Published in final edited form as: Sci Signal. 2021 Mar 30;14(676):eaaz2120. doi: 10.1126/scisignal.aaz2120

Fig. 7. ITPK inhibition in vivo reduces the inflammatory events promoted by NFAT.

Fig. 7.

(A) Quantification of Evans blue extravasation in the ears of mice. WT (Itpkb+/+) and Itpkb−/− mice were simultaneously injected intravenously with Evans blue and subcutaneously with PBS or the indicated combinations of LPS, PGE2, and the ITPK inhibitor TNP (ITPKi). Mice treated with siRNAs targeting IP3R3 or eGFP or with vehicle alone (w/o siRNA) 24 hours before the assay were also injected with PBS or LPS. Data represent Evans blue quantification from excised ears 30 min after challenge. Values indicate mean ± SD from three mice. Statistical significance was determined with Mann-Whitney test, ***P< 0.001, **P< 0.01, and *P< 0.05. (B) Vascular leakage assay as in (A). Itbk−+/+ or Itbkb−/− DCs were subcutaneously injected (sDC) into the ears of Itbk−+/+ or Itbkb−/− mice before PBS or LPS treatment. The values indicate mean ± SD from three mice for each experimental condition. Statistical significance was determined with one-way analysis of variance, followed by Sidak’s multiple comparisons test, **P < 0.01. (C) Schematic representation of Myts nanoparticles functionalized with thiol-reactive groups and then conjugated with a mixture of VIVIT-SH peptide and PEG-SH, to yield Myts-VIVIT. SPDP, N-succinimidyl-3-[2-pyridylthio]-propionate.
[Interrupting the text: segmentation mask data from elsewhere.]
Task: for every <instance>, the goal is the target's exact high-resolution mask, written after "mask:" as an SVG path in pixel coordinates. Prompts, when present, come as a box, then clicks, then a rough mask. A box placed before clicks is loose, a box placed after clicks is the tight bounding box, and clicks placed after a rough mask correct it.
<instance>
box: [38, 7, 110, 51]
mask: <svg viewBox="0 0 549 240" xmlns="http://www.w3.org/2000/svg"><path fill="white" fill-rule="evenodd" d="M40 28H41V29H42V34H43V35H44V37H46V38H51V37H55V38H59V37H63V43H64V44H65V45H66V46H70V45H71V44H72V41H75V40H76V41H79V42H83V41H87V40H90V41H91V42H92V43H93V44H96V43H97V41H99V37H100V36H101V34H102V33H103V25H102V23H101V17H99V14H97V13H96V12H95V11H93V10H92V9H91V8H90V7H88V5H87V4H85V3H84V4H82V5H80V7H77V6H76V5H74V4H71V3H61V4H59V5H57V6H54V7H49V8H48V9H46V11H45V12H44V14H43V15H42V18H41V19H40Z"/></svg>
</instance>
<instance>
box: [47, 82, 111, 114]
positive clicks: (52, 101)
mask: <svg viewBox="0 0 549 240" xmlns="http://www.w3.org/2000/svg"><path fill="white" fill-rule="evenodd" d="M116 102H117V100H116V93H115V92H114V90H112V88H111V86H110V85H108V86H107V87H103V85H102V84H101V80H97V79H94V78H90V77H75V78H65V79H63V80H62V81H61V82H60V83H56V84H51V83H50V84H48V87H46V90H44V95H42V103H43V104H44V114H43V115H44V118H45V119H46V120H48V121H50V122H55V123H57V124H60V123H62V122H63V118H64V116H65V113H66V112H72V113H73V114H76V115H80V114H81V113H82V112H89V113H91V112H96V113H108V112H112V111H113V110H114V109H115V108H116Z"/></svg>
MFN1, Myts functionalized with thiol-reactive group. (D) Vascular leakage assay as in (A). Mice were treated with Myts-VIVIT or control Myts-PEG nanoparticles intravenously before LPS treatment. Each symbol represents an individual mouse. (E) CAIA clinical scores evaluated at the indicated time points. Mice were treated with ITPKi every other day starting from day −1 or with Myts-VIVIT or Myts-PEG nanoparticles every other day starting from day −1. Values represent mean ± SD. Statistical significance was performed with one-way analysis of variance, followed by Tukey’s multiple comparisons test. The one-way analysis of variance revealed a variation over time (P < 0.0001), differences between groups (P < 0.0001), and interactions between groups (P < 0.0001). ****P < 0.0001, ***P < 0.001, and *P < 0.05. n = 6 mice for each treatment regimen. (F) Images of intact and hematoxylin and eosin-stained sections of hindlimbs of mice 6 days after CAIA induction that were untreated (NT) or treated with ITPKi. Images are representative of six animals for each treatment group. Scale bars, 2.5 mm (whole sections), 0.5 mm (insets).